Chinaphantasien für deutsche Aktien

Es war ein ungewohntes Gefühl für die Apple-Manager. Sie sind nicht gewohnt, mit Gegenwind an der Börse vorlieb nehmen zu müssen.

Nach Jahren der Verehrung und rasant steigernder Kurse musste der Telefon- und Computerhersteller zuletzt Rückgänge beim Verkauf seines Hauptproduktes bekanntgeben. Von der temporären Apple-Malaise wurde die gesamte Börsenlandschaft vorübergehend angesteckt, wiewohl sich der Titel zum Ende des Monats wieder erholen konnte. 

Auffällig schwach gerierten sich im Mai zudem Aktien stationärer amerikanischer Einzelhändler. Große Kaufhausketten wie Nordstrom und Macys mussten mit ansehen, wie ihre Aktien kräftig unter die Räder gerieten. Auch spezialisierte Einzelhändler wie Williams Sonoma oder Bed Bath & Byond mussten deutlich Federn lassen. Insgesamt ist der stationäre Einzelhandel von der Furcht dominiert, der Internetversandhändler Amazon könnte weitere Marktanteile an sich ziehen. Die hohen Umsatzzuwächse bei Amazon im ersten Quartal scheinen diese Befürchtung zu bestätigen, wenngleich die allermeisten Einzelhändler ihrerseits ein stetig steigendes Online-Angebot parat haben. Positiv überraschen konnte hingegen Walmart, nachdem der größte Einzelhändler der Welt in den letzten Quartalen stets enttäusche. Luxusgüterhersteller standen hingegen angesichts magerer Quartalszahlen unter Abgabedruck. 

In Europa sorgte unterdessen der Maschinenbauer Kuka für Aufsehen, nachdem ein chinesisches Unternehmen mit dem Namen Midea ein feistes Übernahmeangebot unterbreitete. Während aber die Eigentümer von Kuka frohlockten, löste die Offerte bei der Bundesregierung Nervosität aus. Ganz in der Tradition Frankreichs erklärte man Kuka zum nationalen Heiligtum und versuchte eine teutonische Übernahme zu orchestrieren. Hier – und nicht in Sonntagsreden - kann das staunende Publikum bewundern, wie es um die marktwirtschaftliche Gesinnung der großen Koalition bestellt ist. 

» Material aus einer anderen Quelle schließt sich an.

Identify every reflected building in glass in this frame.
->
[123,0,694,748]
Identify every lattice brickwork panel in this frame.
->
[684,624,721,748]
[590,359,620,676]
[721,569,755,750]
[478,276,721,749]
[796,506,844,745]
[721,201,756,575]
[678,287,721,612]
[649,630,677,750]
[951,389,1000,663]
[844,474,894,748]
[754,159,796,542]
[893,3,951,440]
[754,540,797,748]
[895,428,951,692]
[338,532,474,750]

Kursentwicklung Kuka seit Beginn 2015

Bei dem Übernahmeangebot für Kuka handelt es sich keineswegs um einen Einzelfall. Auch für den Hersteller von Halbleiterkomponenten Aixtron zeigte sich chinesisches Interesse, indem der Investmentfonds FGC ein Übernahmeangebot vorlegte. Bereits vor Monaten gab es bei dem Machinenbauer Manz AG Avancen von Seiten der Shanghai Electric Group.

Schließlich geriet zum Monatsschluss auch der Graphitelektrodenhersteller SGL Carbon aus Wiesbaden in den Fokus der Aufmerksamkeit, nachdem auch dort ein Unternehmen aus dem Reich der Mitte Kaufinteresse signalisierte. Angesichts des guten Leumunds, den deutsche Technik in China besitzt, scheint sich eine Tendenz zu etablieren, auf dem deutschen Aktienmarkt auf Einkaufstour zu gehen. Für die bisherigen Eigentümer von Kuka, Aixtron und SGL Carbon hat sich dieses asiatische Interesse ohne lange Verzögerung in deutlich erhöhten Kursen für ihre Aktien niedergeschlagen. Dabei stehen die Chinesen nicht allein da. Vor einigen Monaten war die Gildemeister AG aus Bielefeld von dem japanischen Partner Mori Seiki übernommen worden. 

Apropos Übernahmen; die Bayer AG macht sich anheischig, den amerikanischen Saatguthersteller Monsanto zu übernehmen. An der Börse löste diese Meldung die Sorge aus, Bayer könnte sich angesichts des hohen Kaufpreises von mindestens 45 Milliarden US-Dollar zuzüglich Schulden überheben. Denn die vielen Hinweise auf den schwierigen Ruf von Monsanto können nicht darüber hinweg täuschen, dass der Titel an der Börse durchaus hohe Wertschätzung besitzt, wie man unschwer an den hohen Bewertungsmultiplikatoren ablesen kann. Das Management des Saatgutkonzerns lehnte die Offerte postwendend mit der Begründung eines zu niedrigen Kaufpreises ab. Bayer, ein Unternehmen das zu 80 Prozent von ausländischen Anlegern besessen wird, sah sich inzwischen genötigt, seinen deutschen Beschäftigten eine Beschäftigungsgarantie für den Fall der Übernahme auszusprechen.